A new era for U.S. recycling?

The last two decades of recycling in America has been tightly tied to China's growth:

  • More and more US and Euro recyclables are shipped to China for recycling.
  • The recycling and re-manufacturing of trash from the US has moved pollution offshore
  • In order to protect their own environment, starting in 2013 China began to reject some of the recyclable trash that they used to buy.
  • When US manufacturing moves onshore, pollution back onshore as well.
  • Is America ready for the next stage of recycling, when China is less dependent on our trash?

Plastic Bottles

When is recycling a scam?

Steel and aluminum are good recyclables. Paper is also a good recyclable, but a great deal of US recycled paper goes to… China. More than a quarter of our recycled paper (15 million tons annually), is sent to China. In China, new boxes and shipping materials are created from this paper.

Normally, it makes no sense to ship paper around the world, but China has a unique problem. First, they don’t have the raw materials to make boxes for all of the computers, smart-phones and other manufactured goods they make. Second, after China uses big container ships to send goods to the US, these same ships and their containers were returning to China empty. Our garbage, was the most valuable product we had that China wanted. Now, China is raising their standards for our garbage, and rejecting lower quality paper and plastics (China buys half of America’s recycled plastic water bottles). China’s new “Green Fence” policy us rejecting more low quality and contaminated recyclables, in order to improve their environment. However, in the US their increased level of rejection caused an 11% drop in the price for scrap plastic in 2013.
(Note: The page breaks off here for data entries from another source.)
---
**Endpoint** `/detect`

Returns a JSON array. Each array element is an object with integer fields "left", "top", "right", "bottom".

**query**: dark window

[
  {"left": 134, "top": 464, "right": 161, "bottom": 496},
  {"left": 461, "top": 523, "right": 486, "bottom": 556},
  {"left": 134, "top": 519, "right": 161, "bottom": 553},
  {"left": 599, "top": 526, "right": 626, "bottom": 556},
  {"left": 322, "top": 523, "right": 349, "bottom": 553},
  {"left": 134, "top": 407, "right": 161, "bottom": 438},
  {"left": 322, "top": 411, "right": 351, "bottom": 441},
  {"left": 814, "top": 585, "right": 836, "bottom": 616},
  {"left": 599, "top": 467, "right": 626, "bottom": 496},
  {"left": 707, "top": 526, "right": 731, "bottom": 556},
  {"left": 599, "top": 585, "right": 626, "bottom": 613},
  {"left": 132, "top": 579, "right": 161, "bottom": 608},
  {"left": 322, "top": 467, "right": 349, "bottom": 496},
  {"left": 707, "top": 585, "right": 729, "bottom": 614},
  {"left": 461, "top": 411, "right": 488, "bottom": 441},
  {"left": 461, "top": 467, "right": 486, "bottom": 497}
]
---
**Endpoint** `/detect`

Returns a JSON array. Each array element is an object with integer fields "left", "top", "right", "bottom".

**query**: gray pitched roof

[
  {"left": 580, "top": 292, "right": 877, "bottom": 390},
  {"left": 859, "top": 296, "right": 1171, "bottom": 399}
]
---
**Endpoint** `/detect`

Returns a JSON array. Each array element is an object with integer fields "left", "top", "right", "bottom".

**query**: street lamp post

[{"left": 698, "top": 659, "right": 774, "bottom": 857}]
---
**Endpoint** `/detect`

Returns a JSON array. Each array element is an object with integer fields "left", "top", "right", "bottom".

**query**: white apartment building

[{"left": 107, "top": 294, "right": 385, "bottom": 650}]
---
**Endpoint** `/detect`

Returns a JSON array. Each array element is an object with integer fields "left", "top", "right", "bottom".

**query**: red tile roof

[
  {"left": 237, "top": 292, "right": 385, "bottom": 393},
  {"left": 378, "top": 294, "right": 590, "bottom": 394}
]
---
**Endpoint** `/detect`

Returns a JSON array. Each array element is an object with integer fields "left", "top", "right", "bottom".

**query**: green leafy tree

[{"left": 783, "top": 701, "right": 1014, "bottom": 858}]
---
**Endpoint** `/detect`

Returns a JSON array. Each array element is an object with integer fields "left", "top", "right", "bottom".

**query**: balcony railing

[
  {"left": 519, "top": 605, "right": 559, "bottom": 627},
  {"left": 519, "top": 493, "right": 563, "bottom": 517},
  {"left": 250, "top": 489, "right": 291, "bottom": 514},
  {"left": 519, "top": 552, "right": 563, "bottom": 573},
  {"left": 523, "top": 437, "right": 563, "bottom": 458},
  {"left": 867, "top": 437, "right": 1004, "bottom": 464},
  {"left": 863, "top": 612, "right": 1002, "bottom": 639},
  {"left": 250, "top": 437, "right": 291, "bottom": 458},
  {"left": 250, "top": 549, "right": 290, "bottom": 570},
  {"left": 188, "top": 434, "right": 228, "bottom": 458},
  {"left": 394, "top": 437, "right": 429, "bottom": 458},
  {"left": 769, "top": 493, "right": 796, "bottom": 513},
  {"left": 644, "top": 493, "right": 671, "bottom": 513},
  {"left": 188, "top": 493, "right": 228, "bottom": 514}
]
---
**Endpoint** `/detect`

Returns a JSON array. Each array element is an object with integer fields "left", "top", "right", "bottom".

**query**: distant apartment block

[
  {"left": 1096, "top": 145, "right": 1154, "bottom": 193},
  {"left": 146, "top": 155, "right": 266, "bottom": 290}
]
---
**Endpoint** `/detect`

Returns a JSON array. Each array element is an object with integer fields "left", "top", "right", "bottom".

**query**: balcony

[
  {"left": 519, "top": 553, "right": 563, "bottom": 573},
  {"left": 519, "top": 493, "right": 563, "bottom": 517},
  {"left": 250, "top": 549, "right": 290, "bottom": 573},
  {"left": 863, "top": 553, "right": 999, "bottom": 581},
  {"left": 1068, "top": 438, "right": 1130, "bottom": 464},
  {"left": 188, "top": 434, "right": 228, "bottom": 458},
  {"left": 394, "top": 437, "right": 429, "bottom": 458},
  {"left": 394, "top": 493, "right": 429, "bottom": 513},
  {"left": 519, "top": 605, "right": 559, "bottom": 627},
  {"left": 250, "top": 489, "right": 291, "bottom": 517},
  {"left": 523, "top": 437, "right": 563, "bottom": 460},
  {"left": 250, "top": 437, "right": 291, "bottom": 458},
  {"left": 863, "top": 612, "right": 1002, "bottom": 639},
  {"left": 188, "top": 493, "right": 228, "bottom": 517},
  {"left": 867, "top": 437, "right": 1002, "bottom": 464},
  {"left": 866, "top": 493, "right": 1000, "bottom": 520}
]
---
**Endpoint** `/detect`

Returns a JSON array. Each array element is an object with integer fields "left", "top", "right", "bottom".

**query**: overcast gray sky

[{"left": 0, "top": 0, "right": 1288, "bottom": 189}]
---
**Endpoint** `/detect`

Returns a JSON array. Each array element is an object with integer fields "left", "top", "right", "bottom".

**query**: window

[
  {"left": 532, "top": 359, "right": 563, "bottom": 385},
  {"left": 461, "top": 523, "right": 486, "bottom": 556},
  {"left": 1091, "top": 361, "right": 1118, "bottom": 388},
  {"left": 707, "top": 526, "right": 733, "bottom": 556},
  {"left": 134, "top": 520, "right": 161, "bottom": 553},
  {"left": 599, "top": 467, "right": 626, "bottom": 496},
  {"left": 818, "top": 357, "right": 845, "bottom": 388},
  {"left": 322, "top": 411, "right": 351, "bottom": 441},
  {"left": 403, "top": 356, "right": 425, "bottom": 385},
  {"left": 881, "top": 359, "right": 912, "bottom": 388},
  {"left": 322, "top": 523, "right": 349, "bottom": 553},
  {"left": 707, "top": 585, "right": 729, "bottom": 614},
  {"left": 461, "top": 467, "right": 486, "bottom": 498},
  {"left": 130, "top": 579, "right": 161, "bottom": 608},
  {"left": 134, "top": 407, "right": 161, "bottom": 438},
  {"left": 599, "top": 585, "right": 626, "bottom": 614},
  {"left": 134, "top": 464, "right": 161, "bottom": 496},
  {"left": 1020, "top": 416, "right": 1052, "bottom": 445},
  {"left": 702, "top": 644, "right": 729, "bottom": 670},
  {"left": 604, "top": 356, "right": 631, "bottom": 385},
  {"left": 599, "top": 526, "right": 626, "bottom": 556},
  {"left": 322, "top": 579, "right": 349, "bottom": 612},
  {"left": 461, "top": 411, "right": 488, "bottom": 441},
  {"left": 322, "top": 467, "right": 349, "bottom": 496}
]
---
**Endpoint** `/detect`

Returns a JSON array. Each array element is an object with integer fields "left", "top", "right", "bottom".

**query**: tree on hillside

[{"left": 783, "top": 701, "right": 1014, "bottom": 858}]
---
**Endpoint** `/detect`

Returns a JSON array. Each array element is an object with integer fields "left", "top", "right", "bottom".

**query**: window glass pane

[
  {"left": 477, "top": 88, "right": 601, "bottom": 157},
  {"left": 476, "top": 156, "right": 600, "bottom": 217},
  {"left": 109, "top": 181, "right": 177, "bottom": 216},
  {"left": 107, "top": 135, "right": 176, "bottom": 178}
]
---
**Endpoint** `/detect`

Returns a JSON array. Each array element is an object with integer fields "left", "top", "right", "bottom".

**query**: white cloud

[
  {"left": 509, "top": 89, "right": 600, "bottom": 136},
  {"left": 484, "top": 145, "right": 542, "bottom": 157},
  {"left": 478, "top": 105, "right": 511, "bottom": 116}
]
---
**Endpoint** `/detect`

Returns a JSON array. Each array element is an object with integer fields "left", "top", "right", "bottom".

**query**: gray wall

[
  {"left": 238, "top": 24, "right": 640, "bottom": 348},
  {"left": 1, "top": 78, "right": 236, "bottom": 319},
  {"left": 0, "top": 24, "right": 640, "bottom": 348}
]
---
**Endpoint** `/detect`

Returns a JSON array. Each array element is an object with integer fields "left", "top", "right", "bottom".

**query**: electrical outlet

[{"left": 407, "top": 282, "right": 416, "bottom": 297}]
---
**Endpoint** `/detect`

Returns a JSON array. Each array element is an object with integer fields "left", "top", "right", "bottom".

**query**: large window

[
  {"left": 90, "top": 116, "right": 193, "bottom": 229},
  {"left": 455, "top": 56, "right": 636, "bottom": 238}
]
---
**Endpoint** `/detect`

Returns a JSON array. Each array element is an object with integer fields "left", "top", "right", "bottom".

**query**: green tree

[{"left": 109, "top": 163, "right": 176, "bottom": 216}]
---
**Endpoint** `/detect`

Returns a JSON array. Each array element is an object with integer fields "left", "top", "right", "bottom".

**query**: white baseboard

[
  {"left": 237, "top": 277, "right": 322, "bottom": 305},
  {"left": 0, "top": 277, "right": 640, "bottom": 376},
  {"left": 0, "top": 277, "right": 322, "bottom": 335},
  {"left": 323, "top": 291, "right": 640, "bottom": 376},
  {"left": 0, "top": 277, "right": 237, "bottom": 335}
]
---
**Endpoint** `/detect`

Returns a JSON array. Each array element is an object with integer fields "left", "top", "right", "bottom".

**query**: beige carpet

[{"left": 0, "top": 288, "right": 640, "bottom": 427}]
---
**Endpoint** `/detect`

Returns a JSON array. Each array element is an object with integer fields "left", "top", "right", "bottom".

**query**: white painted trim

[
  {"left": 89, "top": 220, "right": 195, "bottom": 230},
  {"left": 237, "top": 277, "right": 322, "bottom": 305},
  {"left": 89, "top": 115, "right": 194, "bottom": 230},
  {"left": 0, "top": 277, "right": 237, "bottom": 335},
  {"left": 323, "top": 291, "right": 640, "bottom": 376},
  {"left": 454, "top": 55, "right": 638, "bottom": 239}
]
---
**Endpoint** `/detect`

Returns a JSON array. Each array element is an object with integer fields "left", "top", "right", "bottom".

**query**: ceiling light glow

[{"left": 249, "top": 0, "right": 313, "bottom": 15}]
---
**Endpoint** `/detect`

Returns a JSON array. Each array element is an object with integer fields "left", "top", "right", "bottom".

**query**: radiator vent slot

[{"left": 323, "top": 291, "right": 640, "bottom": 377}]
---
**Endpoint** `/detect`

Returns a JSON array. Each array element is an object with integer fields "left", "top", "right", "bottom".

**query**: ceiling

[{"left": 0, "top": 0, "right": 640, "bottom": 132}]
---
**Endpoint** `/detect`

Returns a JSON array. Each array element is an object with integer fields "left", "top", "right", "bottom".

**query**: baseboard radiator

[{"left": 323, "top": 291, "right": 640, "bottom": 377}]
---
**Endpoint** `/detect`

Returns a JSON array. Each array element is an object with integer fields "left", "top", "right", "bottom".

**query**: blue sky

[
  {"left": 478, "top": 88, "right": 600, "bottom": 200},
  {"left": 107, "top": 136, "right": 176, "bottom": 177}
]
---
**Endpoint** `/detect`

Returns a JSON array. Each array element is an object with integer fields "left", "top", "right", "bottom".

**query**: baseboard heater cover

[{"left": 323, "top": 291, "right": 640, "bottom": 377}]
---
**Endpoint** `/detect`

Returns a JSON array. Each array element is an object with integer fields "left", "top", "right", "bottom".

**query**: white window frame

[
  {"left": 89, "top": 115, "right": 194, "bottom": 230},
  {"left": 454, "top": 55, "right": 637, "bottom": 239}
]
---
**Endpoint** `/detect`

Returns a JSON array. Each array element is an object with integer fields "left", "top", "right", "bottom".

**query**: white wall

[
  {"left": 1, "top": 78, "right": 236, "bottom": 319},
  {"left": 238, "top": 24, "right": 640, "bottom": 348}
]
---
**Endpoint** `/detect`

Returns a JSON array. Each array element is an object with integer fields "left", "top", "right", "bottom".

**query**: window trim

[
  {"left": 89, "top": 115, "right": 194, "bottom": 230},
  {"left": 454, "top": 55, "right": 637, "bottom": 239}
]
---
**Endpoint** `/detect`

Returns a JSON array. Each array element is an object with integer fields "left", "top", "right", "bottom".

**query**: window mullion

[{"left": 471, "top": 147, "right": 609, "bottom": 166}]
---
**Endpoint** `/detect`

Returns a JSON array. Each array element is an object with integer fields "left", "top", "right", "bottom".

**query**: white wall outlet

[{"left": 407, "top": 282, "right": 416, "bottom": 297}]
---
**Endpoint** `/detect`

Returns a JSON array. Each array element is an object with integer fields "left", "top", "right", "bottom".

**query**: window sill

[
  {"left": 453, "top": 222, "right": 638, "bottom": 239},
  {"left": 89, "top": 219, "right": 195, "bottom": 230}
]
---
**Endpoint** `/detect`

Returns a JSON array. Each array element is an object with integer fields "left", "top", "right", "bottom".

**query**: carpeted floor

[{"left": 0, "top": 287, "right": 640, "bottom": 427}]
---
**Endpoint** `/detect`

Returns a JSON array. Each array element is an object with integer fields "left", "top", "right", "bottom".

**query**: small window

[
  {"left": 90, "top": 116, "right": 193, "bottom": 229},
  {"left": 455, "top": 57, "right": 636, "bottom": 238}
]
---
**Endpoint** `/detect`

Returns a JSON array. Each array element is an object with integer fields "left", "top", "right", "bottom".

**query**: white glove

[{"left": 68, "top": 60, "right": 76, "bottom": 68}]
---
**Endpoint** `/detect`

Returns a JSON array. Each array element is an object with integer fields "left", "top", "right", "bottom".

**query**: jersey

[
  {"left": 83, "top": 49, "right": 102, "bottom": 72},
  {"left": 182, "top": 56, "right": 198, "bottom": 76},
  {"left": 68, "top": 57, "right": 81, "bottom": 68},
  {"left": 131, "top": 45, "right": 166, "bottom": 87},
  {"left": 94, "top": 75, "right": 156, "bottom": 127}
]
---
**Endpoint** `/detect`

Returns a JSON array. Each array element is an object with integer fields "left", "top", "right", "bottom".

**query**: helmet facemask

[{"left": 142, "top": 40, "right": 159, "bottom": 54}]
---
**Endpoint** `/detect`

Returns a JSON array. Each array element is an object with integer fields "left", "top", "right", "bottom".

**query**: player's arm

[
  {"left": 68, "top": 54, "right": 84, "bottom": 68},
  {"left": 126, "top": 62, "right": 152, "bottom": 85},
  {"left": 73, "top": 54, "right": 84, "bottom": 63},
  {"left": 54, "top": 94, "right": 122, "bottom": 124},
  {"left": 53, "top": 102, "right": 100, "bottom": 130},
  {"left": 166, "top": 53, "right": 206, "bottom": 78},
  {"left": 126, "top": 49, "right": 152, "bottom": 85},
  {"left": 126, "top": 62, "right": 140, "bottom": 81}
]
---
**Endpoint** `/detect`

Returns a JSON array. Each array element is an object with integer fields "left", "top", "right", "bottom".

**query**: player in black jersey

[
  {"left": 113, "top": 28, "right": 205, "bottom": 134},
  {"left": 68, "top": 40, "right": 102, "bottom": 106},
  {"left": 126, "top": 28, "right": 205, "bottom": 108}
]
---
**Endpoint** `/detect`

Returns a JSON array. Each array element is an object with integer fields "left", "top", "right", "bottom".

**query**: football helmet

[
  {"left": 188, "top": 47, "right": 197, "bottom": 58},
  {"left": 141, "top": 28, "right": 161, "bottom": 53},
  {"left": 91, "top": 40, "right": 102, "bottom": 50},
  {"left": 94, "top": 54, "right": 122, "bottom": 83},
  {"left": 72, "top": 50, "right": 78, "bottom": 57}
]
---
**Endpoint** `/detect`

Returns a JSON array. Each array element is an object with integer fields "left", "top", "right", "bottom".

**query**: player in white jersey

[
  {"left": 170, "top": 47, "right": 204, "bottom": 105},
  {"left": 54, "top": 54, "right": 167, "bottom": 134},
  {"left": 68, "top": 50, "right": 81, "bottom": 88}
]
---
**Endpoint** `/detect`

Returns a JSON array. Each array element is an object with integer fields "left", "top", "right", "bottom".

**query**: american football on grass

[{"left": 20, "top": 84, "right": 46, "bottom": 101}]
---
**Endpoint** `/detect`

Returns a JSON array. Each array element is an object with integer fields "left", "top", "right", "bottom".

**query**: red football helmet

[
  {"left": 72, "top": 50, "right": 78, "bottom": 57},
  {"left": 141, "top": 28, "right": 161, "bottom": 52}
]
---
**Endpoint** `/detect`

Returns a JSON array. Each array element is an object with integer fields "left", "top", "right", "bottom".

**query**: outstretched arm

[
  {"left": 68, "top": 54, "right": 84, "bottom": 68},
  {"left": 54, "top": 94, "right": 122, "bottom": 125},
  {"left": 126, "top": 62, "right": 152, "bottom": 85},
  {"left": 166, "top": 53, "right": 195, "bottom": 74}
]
Depending on your situation, paper recycling may not be worthwhile. Recycling glass is right on the edge of being worth the trouble. If you live in a population dense area, with little room for landfill, glass recycling could be a good idea. But if the population is spread out, electricity is expensive and there is a high cost of sorting, it might be reasonable to put glass into a landfill. Unlike many other forms of trash, glass is completely stable and will only degrade into sand over a very long time.

Plastics, are both the most dangerous form of trash and the most difficult to recycle. There are many different types of plastic, some of which look alike. The U.S. identifies 7 different types of plastic, and the number 1-7 inside of a recycling symbol is printed on the bottom of container. Unlike steel, which can be separated via a magnet, the technology to separate out plastics is not very developed, and often must be done by hand. Even in multi-stream recycling where different bins are set up for different types of plastic, the average citizen will make mistakes and further sorting is required further along in the recycling workflow.

WW II recycling poster

Source

Recycling: Cure-All or Scam?

Recycling is definitely not a cure all. It can help preserve the environment, and it can make economic sense, but not all forms of recycling will work in every community. The local importance of power costs, the availability of water, the availability and cost of landfill space all have an impact on a recycling program and if it is worth doing. If the cost of fuel or China’s interest in buying our trash changes, it could turn a viable recycling program into something that’s just not worth doing. Every big recycling program will have some portion of the trash that goes into landfill, gets incinerated, or is just sent to some other city for them to dump.

A good, well thought out and well managed recycling program makes sense, but always needs to monitor the results and make sure that your program is delivering the results you expected. When conditions change, you need to be ready to change your recycling program. A well-managed, realistic recycling program is never a scam… at least that’s my Niccolls worth for today!